Erick mengutarakan bahwa ketika ini diperlukan sinergitas lintas kementerian untuk menciptakan kegiatan yang dapat meningkatkan perputaran perekonomian nasional.
Kementerian Pemuda juga Olahraga (Kemenpora) bersinergi dengan Kementerian Perjalanan (Kemenpar) untuk menggencarkan sport tourism di tahun 2026 mendatang.
“Karena ini bukanlah eranya kami menyebabkan program-program yang digunakan menara gading yang mana sendiri-sendiri. Tetapi ibu Widi punya data, saya punya data, saya punya program. Nah ini yang digunakan kami sinergikan titik-titiknya,” kata Erick Thohir di konferensi pers di dalam Jakarta, Senin.
“Misalnya kami fokus dulu di dalam beberapa titik tempat kejadian surfing, misal kalau sampai 2029 ada tiga (titik lokasi) itu jadi udah berapa banyak dampak (perputaran ekonomi) yang datang. Nah yang ini nanti kita di dalam pada payung perjanjian antar kementerian ini kita dapat bertukar acara ataupun programnya disinergikan dengan dua pendanaan kementerian yang memang sebenarnya sesuai dengan target daripada (berjalan) masing-masing kementerian,” imbuhnya.
Saat ini pihak Kemenpora dan juga Kemenpar sedang menyiapkan strategi untuk mendongkrak peningkatan sport tourism dengan memetakan setiap area seperti Lampung hingga Banyuwangi untuk bermetamorfosis menjadi salah satu destinasi sport tourism.
Erick mengemukakan bahwa acara ini juga nantinya akan bekerjasama dengan Kementerian Pekerjaan Umum (Kemen PU) untuk dapat memberikan akses dan juga infrastruktur yang mana memadai di dalam area yang digunakan dituju sebagai sport tourism.
United Nations World Tourism Organization (UNWTO) mencatatkan data sport tourism telah terjadi menyumbang lebih besar dari satu puluh persen total belanja pariwisata planet dan juga diproyeksikan meningkat hingga 17,5 persen per tahun hingga 2030 mendatang.

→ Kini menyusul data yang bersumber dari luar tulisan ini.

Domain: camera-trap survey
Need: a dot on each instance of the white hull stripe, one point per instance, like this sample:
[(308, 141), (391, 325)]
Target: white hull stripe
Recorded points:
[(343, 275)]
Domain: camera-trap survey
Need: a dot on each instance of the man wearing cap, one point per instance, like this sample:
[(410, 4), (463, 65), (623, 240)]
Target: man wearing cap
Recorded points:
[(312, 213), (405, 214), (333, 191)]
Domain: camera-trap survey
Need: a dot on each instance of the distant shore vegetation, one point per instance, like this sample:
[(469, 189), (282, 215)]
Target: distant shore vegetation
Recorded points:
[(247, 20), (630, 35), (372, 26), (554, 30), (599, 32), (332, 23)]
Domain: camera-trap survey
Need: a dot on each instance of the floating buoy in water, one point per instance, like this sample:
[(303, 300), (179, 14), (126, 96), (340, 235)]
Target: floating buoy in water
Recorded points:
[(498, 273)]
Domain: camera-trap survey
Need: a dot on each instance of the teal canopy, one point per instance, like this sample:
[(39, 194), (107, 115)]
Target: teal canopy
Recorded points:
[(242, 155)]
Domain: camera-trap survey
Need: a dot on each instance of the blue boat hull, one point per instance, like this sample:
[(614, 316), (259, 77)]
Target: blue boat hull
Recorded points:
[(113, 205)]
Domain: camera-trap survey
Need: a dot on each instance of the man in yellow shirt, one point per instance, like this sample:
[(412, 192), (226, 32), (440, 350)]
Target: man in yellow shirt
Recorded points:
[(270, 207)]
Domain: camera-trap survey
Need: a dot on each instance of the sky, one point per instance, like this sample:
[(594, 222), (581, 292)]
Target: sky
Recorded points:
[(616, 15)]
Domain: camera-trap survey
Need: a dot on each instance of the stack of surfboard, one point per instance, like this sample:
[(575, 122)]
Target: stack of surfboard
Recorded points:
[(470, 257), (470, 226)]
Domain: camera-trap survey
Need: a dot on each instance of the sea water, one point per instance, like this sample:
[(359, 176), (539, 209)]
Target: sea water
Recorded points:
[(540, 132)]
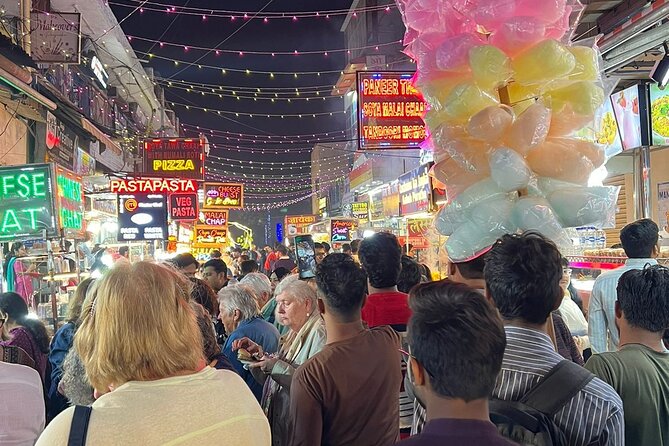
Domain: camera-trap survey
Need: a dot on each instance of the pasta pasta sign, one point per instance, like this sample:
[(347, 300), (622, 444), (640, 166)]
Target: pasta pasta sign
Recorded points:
[(221, 196)]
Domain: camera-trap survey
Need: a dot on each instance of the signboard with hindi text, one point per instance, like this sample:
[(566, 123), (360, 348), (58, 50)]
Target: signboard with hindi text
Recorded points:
[(220, 196), (214, 218), (209, 236), (142, 217), (27, 202), (415, 191), (298, 224), (70, 203), (390, 111), (174, 158)]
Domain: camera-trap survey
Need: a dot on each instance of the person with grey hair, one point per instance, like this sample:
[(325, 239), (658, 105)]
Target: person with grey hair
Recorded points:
[(241, 317), (297, 309), (261, 286)]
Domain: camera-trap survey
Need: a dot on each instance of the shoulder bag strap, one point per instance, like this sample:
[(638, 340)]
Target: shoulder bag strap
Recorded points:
[(79, 427), (559, 386)]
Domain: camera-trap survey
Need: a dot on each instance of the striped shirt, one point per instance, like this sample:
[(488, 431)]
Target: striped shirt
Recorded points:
[(593, 417), (602, 328)]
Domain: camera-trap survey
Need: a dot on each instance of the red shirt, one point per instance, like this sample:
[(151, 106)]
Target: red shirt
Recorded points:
[(387, 309)]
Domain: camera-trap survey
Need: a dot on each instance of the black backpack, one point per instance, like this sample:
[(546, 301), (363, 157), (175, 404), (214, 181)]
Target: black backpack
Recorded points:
[(529, 421)]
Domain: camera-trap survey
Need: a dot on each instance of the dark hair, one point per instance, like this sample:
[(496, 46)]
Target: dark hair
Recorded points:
[(643, 296), (210, 346), (381, 257), (248, 266), (17, 310), (342, 283), (457, 336), (640, 238), (9, 255), (203, 294), (522, 274), (218, 265), (184, 260), (410, 275), (75, 304), (471, 269), (281, 272)]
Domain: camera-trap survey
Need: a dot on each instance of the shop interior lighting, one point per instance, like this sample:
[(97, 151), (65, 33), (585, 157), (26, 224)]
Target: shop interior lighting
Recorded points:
[(660, 72)]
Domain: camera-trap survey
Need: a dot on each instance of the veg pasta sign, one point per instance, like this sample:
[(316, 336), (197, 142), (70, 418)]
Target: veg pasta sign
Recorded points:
[(26, 202)]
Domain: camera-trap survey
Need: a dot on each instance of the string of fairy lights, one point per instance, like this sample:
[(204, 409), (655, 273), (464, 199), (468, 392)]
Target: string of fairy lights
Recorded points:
[(232, 15)]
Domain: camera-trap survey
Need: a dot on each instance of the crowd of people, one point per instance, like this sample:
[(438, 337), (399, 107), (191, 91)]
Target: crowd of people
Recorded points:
[(369, 352)]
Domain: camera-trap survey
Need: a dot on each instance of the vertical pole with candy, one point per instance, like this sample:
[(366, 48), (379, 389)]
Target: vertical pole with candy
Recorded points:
[(507, 93)]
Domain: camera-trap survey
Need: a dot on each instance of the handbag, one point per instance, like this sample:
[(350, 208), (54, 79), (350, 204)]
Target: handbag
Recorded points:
[(79, 426)]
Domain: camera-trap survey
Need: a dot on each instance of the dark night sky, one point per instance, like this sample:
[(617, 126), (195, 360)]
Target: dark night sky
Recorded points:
[(305, 34)]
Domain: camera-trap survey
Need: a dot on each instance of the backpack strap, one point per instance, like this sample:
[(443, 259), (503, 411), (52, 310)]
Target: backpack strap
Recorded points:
[(79, 426), (558, 387)]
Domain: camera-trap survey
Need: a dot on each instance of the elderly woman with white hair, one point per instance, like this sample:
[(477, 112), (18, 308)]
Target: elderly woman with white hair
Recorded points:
[(241, 317), (296, 309)]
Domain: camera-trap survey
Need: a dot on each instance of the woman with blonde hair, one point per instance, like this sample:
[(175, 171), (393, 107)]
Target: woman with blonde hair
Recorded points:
[(143, 353), (296, 309)]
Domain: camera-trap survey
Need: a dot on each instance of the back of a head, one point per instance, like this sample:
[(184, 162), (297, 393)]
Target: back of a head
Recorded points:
[(410, 275), (472, 269), (145, 305), (639, 238), (522, 274), (184, 260), (75, 304), (643, 296), (458, 338), (218, 265), (342, 284), (238, 297), (203, 294), (258, 282), (248, 266), (380, 256)]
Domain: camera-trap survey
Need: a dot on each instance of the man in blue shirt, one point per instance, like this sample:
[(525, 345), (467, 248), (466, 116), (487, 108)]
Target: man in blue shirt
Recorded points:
[(241, 318)]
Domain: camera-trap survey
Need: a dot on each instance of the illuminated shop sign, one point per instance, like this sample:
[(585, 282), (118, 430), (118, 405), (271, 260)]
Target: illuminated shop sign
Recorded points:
[(298, 224), (218, 196), (183, 206), (70, 201), (174, 157), (415, 191), (26, 202), (360, 210), (142, 217), (152, 186), (341, 230), (209, 236), (390, 111), (214, 218), (99, 71)]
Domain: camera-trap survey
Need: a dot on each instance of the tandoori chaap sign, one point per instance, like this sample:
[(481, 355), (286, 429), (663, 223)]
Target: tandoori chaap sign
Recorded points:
[(174, 158), (27, 202), (221, 196)]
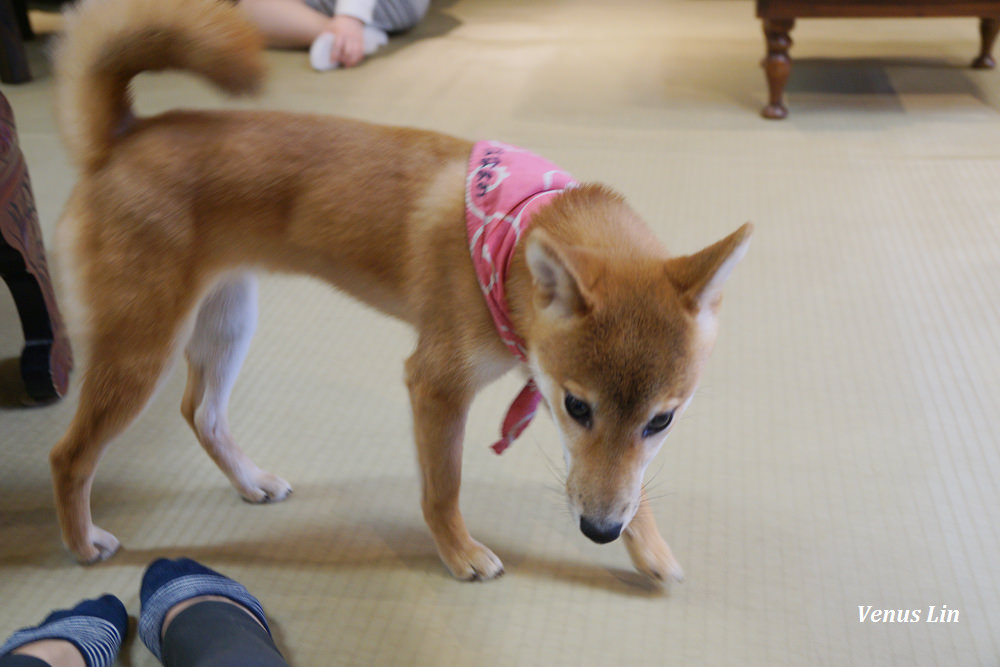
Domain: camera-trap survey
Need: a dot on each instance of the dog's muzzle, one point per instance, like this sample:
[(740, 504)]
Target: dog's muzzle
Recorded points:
[(600, 532)]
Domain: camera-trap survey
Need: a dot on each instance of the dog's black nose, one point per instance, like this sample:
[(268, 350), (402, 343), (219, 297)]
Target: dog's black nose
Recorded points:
[(600, 533)]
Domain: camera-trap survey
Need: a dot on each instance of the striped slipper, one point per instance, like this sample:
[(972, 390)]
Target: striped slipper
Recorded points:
[(95, 627), (169, 582)]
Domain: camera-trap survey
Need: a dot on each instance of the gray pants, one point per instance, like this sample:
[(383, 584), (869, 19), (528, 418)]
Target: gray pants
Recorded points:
[(389, 15)]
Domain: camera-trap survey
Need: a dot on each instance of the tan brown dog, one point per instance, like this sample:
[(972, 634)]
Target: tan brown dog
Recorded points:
[(172, 214)]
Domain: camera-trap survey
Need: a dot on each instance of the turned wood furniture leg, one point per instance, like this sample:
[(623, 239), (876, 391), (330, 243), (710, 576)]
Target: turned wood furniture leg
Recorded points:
[(47, 359), (777, 65), (988, 29)]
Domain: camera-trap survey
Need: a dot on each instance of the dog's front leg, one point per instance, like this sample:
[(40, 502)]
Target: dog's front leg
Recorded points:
[(439, 413), (648, 550)]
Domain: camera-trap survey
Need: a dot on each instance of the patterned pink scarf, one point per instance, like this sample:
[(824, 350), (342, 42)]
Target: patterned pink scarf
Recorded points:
[(505, 186)]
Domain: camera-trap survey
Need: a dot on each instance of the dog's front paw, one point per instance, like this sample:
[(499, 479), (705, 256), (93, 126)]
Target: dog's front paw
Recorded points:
[(263, 487), (652, 557), (99, 545), (472, 562)]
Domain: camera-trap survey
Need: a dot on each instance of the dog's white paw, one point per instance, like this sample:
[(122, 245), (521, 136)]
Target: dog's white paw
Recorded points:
[(653, 558), (473, 562), (263, 487), (100, 545)]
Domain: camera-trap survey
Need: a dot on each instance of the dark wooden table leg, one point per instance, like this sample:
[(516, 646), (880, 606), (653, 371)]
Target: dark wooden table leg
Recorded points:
[(47, 358), (988, 29), (777, 65)]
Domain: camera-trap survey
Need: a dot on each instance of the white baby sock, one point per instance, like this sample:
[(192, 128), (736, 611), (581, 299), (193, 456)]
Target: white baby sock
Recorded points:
[(322, 46)]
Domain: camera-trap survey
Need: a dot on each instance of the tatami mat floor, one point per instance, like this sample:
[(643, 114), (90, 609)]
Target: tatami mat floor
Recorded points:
[(841, 453)]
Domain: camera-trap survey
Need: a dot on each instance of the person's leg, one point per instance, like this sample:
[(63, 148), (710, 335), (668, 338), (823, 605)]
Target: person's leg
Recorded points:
[(88, 635), (195, 617), (286, 24)]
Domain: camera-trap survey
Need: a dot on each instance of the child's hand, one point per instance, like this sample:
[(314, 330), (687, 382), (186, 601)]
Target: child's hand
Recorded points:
[(349, 43)]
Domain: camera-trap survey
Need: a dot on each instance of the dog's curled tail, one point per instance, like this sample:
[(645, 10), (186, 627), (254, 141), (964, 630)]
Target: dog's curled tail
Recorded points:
[(108, 42)]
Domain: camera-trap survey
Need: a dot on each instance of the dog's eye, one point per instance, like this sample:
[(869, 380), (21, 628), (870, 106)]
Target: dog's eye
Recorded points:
[(578, 410), (657, 424)]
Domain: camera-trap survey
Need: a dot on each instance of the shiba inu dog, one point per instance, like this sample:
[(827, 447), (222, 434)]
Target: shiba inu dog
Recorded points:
[(497, 258)]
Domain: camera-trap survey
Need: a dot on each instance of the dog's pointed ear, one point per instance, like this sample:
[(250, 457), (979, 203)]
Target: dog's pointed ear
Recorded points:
[(562, 275), (699, 277)]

Data yang dimaksud menunjukkan bahwa sport tourism dinilai berubah menjadi salah satu subsektor paling prospektif.
Data Kementerian Perjalanan mencatatkan bahwa nilai perekonomian sport tourism mencapai RP 18,79 triliun pada 2024 silam. Pendapatan yang disebutkan masih mengalami peningkatan yang digunakan cukup signifikan dengan menguatnya tren minat wisata olahraga.